HEROES ANONIMOS, HEROES OLVIDADOS
Se olvida muy rápidamente a esos soldados y oficiales que jamás ocuparán grandes titulares, ni cuyas fotos saldrán en las páginas sociales o serán objeto de actos públicos de reconocimiento. Hombres y mujeres, que alejados de sus familias y soportando inclemencias, son artífices del éxito.
Por César Castaño Rubiano
Fecha: 07/28/2008 -
En días pasados, la atención de los colombianos giró alrededor de la celebración del aniversario de la independencia nacional. Los medios de comunicación no cesaron de invitar a las actividades programadas, entre otras, la marcha por la liberación de los cautivos, el gran concierto nacional, el desfile militar en Leticia, en fin, todos los actos para manifestar, en esencia, el amor por Colombia.
Sin embargo, en medio de ese júbilo patriótico y del rotundo éxito de los eventos desarrollados, pocos recordaron nombres como el del sargento del Ejército Hélmer Javier Pérez Chamorro quien perdió la vida al intentar salvar la de los diputados del Valle del Cauca, o el soldado profesional Jhon Fredy Hernández quien pereció cuando rescataba a sus compañeros en medio de un campo minado, o el subteniente Diego Alejandro Barrero Guimand asesinado por un francotirador mientras conducía su patrulla en el nudo de Paramillo, o el del subteniente Luis Eduardo Villegas Forero, ultimado cuando se enfrentó a un grupo de plagiarios durante el rescate de un secuestrado. Estos personajes poco a poco caen en el anonimato, en el olvido, como cientos de soldados, infantes de marina o policías muertos o afectados en su integridad. Héroes anónimos perpetuados en la memoria de sus familias, exaltados ocasionalmente por sus instituciones, pero generalmente olvidados por sus conciudadanos.
Probablemente muchos colombianos no saben, que existe una ley que obliga a rendir homenaje a estos héroes, y su desconocimiento, muy seguramente, se debe a la escasa difusión que ha tenido el acto legislativo. Por ello es necesario recordar que, en 2004, un grupo de nacionales liderados entre otros por la Fundación “Colombia Herida”, logró que se promulgara la Ley 913, la cual destina el 19 de julio como el “Día de los héroes de la Nación y sus familias”. En esa fecha, que simbólicamente antecede al aniversario de la independencia, las autoridades civiles, militares, y de policía, están obligadas a realizar ceremonias que exalten los logros de quienes ofrendaron su vida o integridad, y a la vez agradecer públicamente a las familias su sacrificio.
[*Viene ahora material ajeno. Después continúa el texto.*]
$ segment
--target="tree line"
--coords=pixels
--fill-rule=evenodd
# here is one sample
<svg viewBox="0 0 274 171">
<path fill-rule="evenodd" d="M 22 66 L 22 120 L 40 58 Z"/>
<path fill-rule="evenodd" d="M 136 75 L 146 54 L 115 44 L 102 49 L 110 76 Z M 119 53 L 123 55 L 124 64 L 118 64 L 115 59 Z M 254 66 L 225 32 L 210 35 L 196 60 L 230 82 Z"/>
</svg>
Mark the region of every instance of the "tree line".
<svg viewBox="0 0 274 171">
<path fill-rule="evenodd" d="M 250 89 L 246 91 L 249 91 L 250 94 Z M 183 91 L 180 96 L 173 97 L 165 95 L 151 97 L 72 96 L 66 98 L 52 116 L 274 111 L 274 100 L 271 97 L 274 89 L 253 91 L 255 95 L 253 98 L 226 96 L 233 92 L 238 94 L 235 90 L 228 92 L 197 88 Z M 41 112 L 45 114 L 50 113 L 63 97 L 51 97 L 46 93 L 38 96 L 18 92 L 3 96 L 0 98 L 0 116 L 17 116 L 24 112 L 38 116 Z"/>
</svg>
Dispone además la citada ley, que toda dependencia oficial, privada y eclesiástica de la Nación y en general todo el pueblo colombiano debe, ese día, izar el estandarte Nacional a media asta en conmemoración de aquellos militares o policías que se han sacrificado por la libertad.
En la práctica, sin embargo, el homenaje se reduce, desde hace cuatro años, a una ceremonia militar en una plazoleta aledaña al Ministerio de Defensa donde está el “Monumento a los caídos en acción”. En este acto están presentes generalmente, militares, policías, asociaciones de retirados y uno que otro medio de comunicación, dependiendo eso si, del personaje que asista o la coyuntura del momento. Este acto debería ser realmente un reconocimiento nacional con la ciudadanía, en todo el país, como una efectiva muestra de solidaridad con las familias de tantos hombres caídos en cumplimiento del deber.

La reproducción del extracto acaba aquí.